George: that's where the contradiction came in
Squaring [e^2pi] = [-1]^2 Giving e^i = [1]^(i/2pi)
and that's where the the extraneous roots show up.
cos(0) + isin(0), cos(2) + isin(2), cos(4) + isin(4), ......
[1]^(1/2pi] includes both the even and odd angles.
Let pi =p
e^ip = -1
-1 in polar form has R=1 and t = p
so -1 = cos(p+2kp) + isin(p+2kp) where k is an integer
Therefore
e^i
= (-1)^(1/p) --->the pi'th roots of -1 - not the 2pi'th roots of 1
= [cos(p+2kp) isin(p+2kp)]^[1/p]
= [cos[p+2kp)/p + isin(p+2kp)/p] --->by DeMoivre
= cos(1+2k) + isin(1+2k)
e^i = cos(1+2k) + isin(1+2k) where k is an integer
So we get:
k=0) cos(1) +isin(1) --> Principal Value and the one George stated
k=1) cos(3)+isin(3)
k=2 cos(5)+isin(5)
etc, etc ....
k=-1) cos(1) - isin(1)
k=-2) cos(3) - isin(3)
etc. etc ...
The even angles are the extraneous roots !!

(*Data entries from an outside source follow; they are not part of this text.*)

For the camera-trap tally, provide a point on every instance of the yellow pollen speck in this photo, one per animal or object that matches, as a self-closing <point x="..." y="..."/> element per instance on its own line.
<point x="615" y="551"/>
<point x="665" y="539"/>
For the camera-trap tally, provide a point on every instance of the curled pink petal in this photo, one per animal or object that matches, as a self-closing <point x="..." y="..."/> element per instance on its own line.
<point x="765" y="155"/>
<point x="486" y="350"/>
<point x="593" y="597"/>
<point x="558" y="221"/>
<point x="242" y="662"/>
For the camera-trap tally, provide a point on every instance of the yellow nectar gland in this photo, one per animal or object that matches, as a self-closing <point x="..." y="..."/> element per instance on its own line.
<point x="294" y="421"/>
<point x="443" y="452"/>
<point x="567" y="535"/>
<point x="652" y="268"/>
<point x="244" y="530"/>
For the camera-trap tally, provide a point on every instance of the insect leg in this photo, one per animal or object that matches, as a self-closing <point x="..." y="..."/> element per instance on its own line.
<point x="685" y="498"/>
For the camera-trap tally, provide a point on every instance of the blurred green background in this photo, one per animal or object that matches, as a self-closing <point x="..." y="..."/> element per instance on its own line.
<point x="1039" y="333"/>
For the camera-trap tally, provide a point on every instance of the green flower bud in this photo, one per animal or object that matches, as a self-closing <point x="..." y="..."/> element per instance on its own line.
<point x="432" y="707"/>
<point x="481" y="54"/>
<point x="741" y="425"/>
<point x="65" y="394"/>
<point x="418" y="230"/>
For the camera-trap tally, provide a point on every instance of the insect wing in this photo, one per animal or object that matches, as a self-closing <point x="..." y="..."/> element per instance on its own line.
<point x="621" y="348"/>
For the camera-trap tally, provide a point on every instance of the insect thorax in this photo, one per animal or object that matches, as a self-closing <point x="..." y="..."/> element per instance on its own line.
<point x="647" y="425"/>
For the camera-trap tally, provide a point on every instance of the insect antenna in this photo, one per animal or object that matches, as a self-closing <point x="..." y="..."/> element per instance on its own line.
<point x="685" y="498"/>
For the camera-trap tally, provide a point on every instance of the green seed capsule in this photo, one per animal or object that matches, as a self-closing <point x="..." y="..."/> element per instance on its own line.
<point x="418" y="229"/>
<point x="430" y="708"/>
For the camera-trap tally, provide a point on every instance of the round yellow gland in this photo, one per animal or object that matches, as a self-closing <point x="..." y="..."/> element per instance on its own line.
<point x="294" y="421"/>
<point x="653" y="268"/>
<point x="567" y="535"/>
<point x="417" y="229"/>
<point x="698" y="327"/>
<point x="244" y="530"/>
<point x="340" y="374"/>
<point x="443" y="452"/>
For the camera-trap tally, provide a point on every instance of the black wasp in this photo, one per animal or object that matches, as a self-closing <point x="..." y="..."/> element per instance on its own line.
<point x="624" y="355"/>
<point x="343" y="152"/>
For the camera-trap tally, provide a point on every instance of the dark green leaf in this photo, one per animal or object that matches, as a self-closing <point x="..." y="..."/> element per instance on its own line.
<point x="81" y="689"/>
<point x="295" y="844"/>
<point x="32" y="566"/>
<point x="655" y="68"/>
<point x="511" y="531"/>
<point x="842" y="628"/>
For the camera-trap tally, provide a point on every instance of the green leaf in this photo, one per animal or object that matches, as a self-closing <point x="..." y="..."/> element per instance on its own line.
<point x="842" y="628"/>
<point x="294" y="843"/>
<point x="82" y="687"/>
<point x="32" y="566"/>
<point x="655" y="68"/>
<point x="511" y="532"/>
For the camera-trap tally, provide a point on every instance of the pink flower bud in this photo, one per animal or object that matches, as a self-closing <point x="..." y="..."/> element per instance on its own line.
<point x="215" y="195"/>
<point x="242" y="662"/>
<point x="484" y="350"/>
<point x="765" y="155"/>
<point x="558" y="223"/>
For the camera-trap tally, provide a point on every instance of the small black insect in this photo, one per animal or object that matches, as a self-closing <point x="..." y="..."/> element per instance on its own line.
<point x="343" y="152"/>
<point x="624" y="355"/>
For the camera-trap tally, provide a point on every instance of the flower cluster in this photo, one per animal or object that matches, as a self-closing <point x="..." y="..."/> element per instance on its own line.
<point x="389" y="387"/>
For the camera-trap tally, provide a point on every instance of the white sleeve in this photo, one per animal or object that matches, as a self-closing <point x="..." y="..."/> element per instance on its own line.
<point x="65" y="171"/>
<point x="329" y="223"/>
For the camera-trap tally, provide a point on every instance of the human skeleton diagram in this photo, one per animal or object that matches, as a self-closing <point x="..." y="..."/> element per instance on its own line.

My sincere and humble apologies to anbownag12 who had the right intuition all along.
And my apologies to George for making such a dumb-ass error. But at least we resolved the contradiction. Still a good video idea and he can even show my error.
The problem here is that in (A) you considered 1 as cos(0)+isin(0) while in (B) you considered 1 as cos(2pi)+isin(2pi).
@ianfowler if there are infinitely man answers correct, then George T has just proven e^i=1 which is clearly wrong!
I was unable to find an error but the result does not make sense. I was not suggesting he was wrong.